Alexander Lukashenko governa Belarus com mão de ferro há 26 anos, mas a onipotência deste homem implacável e caprichoso parece ter sido enfraquecida após sua questionada vitória na eleição presidencial de domingo, seguida de uma noite de manifestações e repressão.

Aos 65 anos, Lukashenko obteve o sexto mandato com 80% dos votos, segundo os resultados oficiais, em um país que tem um Parlamento sem oposição.

A reeleição não foi aceita por muitos bielorrussos, que saíram às ruas para protestar e denunciar fraude. Ao menos 3.000 pessoas foram detidas e dezenas ficaram feridas em confrontos com a polícia.

Lukashenko já foi acusado de ter ordenado a morte ou detenção de muitos críticos. Nos últimos meses, dois rivais declarados foram presos e um terceiro optou pelo exílio.

Mas desde a primavera (hemisfério norte) algo mudou neste país de 9,5 milhões de pessoas: o presidente parece inspirar menos terror.

Nas redes sociais e nos comícios de centenas ou mesmo milhares de pessoas, muitos zombam dele, chamando-o de “barata bigoduda” ou “Sacha 3%”, diminutivo de seu nome associado a sua suposta popularidade.

Ele está visivelmente irritado e nesta segunda-feira chamou os manifestantes de “ovelhas teleguiadas” por potências estrangeiras.

Em um discurso antes da votação, Lukashenko atacou aqueles que o criticam, a quem considera crianças ingratas.

“Alimentei todos vocês com meu seio!”, proclamou, apresentando-se como o pai da nação.

Por muito tempo, recebeu o apelido de Batka (“pai” em bielorrusso) e gozou de popularidade, especialmente nas áreas rurais e entre as gerações nostálgicas da União Soviética.

Inspiração soviética –

Nos anos 1980, administrava fazendas coletivas e foi eleito presidente em 1994, após a independência, com uma mensagem populista e anticorrupção.

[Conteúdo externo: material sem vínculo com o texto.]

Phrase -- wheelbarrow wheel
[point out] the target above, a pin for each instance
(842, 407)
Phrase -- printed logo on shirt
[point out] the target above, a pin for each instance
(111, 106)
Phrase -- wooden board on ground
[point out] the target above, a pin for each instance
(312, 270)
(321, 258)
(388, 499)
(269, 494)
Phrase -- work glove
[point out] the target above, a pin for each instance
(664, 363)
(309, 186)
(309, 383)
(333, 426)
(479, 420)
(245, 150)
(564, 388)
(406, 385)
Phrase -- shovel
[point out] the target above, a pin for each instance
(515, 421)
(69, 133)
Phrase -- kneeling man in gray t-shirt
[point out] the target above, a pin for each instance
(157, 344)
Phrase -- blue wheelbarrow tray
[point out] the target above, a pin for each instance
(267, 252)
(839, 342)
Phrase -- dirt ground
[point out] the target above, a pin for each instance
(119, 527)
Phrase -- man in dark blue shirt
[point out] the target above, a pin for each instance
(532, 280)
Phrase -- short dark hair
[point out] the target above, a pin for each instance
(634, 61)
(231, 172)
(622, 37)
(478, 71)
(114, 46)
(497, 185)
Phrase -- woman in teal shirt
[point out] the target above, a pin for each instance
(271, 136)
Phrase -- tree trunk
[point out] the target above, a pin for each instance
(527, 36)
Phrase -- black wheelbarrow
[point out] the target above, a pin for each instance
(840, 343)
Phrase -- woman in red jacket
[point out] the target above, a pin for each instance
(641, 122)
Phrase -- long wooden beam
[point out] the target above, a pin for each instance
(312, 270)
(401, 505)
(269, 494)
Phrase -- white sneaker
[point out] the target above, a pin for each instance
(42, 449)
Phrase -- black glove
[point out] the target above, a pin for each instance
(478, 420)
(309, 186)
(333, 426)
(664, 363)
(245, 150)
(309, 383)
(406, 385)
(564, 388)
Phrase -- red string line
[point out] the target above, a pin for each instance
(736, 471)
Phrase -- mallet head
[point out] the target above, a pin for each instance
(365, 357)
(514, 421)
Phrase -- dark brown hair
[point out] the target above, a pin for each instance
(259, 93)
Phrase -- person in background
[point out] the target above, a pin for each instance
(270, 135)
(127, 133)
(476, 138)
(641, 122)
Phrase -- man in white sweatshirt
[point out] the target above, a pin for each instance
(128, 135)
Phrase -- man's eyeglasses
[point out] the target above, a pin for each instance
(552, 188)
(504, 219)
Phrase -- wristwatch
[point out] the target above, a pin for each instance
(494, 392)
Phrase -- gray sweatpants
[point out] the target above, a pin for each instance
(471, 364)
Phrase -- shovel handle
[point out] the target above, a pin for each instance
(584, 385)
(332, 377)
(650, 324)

Rejeitou a guinada capitalista, preferindo um sistema político e econômico dominado pelo Estado em que mantinha a simbologia soviética.

A oposição é perseguida, a liberdade de expressão está sob vigilância e a agência de segurança do Estado é chamada KGB, um acrônimo que dá calafrios em muitos países.

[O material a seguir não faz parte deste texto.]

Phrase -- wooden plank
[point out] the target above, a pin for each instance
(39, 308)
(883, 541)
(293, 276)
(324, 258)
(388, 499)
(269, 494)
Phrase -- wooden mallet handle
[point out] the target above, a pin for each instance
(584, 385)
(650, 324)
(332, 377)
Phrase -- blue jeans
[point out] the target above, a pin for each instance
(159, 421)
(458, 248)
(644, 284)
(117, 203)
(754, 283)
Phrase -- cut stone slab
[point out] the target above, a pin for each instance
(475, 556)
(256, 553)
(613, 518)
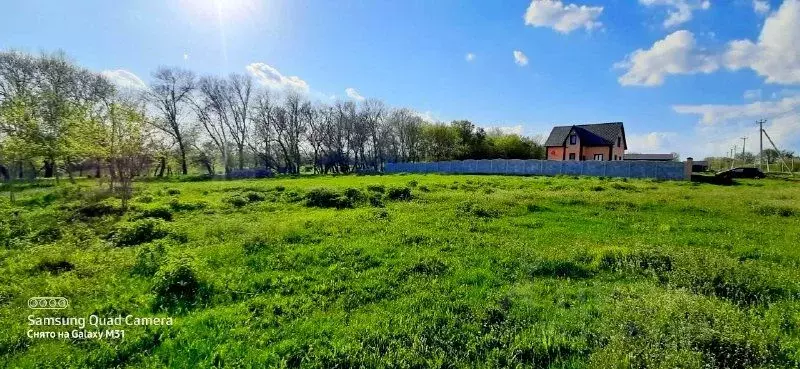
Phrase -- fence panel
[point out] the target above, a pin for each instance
(629, 169)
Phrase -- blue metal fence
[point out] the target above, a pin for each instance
(629, 169)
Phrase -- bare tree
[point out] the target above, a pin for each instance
(213, 113)
(170, 93)
(263, 116)
(240, 88)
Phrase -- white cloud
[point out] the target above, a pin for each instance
(776, 54)
(509, 130)
(562, 18)
(752, 94)
(270, 77)
(720, 114)
(652, 142)
(124, 79)
(353, 94)
(520, 58)
(761, 6)
(675, 54)
(680, 11)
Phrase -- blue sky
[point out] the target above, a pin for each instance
(689, 76)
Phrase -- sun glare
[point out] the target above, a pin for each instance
(221, 10)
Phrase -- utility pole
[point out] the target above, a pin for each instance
(761, 144)
(744, 142)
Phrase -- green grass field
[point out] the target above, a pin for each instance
(410, 271)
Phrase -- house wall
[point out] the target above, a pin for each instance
(618, 151)
(555, 153)
(572, 149)
(589, 152)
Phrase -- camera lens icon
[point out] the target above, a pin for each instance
(48, 303)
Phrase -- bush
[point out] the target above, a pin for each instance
(54, 266)
(176, 205)
(148, 259)
(327, 198)
(163, 213)
(237, 200)
(177, 288)
(399, 193)
(98, 209)
(377, 188)
(138, 232)
(253, 196)
(48, 234)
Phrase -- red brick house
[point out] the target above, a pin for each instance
(602, 141)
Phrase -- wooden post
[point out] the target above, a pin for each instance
(687, 168)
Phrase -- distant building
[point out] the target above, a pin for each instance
(650, 157)
(602, 142)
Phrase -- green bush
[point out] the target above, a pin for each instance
(237, 200)
(327, 198)
(149, 258)
(177, 288)
(399, 193)
(177, 205)
(376, 188)
(253, 196)
(162, 212)
(138, 232)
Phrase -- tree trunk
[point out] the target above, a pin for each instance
(184, 168)
(162, 166)
(49, 168)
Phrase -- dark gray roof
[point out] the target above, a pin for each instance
(655, 157)
(600, 134)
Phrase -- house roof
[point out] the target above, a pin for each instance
(599, 134)
(655, 157)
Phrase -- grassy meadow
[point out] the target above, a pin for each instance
(410, 271)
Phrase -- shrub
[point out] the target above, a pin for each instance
(354, 194)
(186, 206)
(138, 232)
(236, 200)
(98, 209)
(327, 198)
(377, 188)
(163, 213)
(148, 259)
(48, 234)
(54, 266)
(399, 193)
(253, 196)
(177, 287)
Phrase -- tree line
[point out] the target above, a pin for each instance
(59, 119)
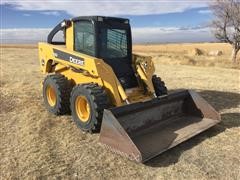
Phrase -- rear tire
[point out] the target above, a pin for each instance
(87, 104)
(56, 94)
(159, 86)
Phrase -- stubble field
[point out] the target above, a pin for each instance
(37, 144)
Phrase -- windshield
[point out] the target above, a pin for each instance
(113, 43)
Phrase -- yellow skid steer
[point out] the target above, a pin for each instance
(93, 74)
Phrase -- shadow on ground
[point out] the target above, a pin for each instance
(219, 100)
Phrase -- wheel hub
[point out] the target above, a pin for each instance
(82, 108)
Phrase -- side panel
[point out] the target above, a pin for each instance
(80, 68)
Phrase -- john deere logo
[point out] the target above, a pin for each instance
(76, 61)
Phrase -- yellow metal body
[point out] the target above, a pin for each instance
(95, 70)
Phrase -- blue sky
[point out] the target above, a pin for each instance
(152, 21)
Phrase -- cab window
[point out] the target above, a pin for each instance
(84, 37)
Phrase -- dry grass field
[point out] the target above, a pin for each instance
(36, 144)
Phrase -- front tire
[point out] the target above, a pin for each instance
(56, 94)
(87, 104)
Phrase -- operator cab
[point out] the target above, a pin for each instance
(107, 38)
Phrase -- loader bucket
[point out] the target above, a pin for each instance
(143, 130)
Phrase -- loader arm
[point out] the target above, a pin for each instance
(144, 68)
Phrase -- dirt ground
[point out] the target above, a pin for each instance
(36, 144)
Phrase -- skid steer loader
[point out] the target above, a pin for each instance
(94, 75)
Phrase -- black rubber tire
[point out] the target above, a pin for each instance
(159, 86)
(97, 100)
(62, 89)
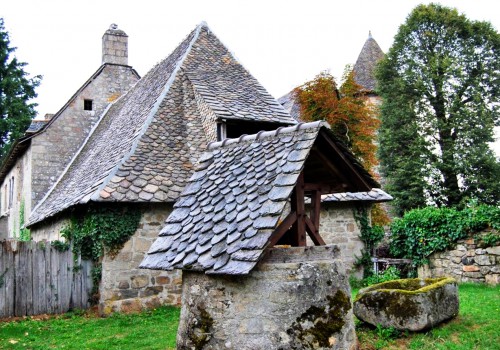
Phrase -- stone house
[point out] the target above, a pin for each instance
(140, 153)
(38, 159)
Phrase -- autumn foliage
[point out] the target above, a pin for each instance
(352, 118)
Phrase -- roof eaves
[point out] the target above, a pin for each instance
(30, 222)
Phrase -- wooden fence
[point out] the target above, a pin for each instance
(36, 278)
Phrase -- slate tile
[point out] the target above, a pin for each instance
(281, 193)
(247, 255)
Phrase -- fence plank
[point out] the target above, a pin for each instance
(35, 279)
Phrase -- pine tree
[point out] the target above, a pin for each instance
(440, 88)
(16, 89)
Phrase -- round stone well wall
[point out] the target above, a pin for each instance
(295, 298)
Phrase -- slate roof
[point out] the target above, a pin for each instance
(144, 146)
(375, 194)
(36, 125)
(234, 201)
(364, 68)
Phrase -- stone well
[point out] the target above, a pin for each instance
(295, 298)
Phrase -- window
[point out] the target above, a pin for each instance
(87, 105)
(11, 191)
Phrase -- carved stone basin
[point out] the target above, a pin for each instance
(408, 304)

Lukashenko continua reivindicando esse sistema e garante que sem ele o país estaria “à mercê de criminosos”.

Mas nos últimos meses, fartos da situação econômica e das acusações de corrupção, centenas de milhares de bielorrussos se mobilizaram para apoiar os opositores, apesar das ondas de prisões.

Lukashenko também enfrenta tensões sem precedentes com a Rússia, a ponto de acusar Moscou de interferência eleitoral e de ter enviado mercenários armados para ajudar a oposição a fomentar “um massacre”.

Lukashenko tem três filhos e cultiva uma imagem machista. Curiosamente, ele enfrentou na eleição um trio inesperado de mulheres, liderado pela candidata Svetlana Tikhanovskaya.

– Menos medo –

Ela substituiu o marido, um blogueiro preso em maio quando ganhava popularidade. Uniu-se a Maria Kolesnikova, ex-diretora de campanha de outro opositor preso, e Veronika Tsepkalo, esposa de um crítico do regime agora exilado.

Em julho, reuniram multidões em Minsk e nas províncias. Nesta segunda-feira, Tikhanovskaya rejeitou os resultados oficiais e exigiu ao presidente que ceda o poder.

A prêmio Nobel de Literatura Svetlana Alexievich estima que Lukashenko errou ao acreditar que poderia continuar a “instilar medo” na sociedade.

“Uma nova geração se tornou adulta e os idosos despertaram. Eles não são as mesmas pessoas que eram há 26 anos”, disse em recente entrevista à rádio americana RFE/RL.

O presidente de Belarus, que gosta de posar no campo, com uniforme militar ou numa pista de hóquei, atacou a rival dizendo que “não é nada” ou chamando-a de “pobre menina”.

Lukashenko é intransigente. Em 2010 dispersou sem cerimônia os protestos mo país.

Também resistiu a anos de sanções europeias, que finalmente conseguiu suspender com manobras graças a sua posição entre a UE e a Rússia.

Mas este ano suas relações com o presidente russo Vladimir Putin se deterioraram consideravelmente e a Europa não veio em seu auxílio.

Sua reputação também foi afetada por declarações negando a gravidade da pandemia de coronavírus, que ele chamou de “psicose”.

Contra o vírus, ele recomenda trabalho agrícola, sauna e um pouco de vodca. Em julho gabou-se de ter contraído a doença e de ter se curado.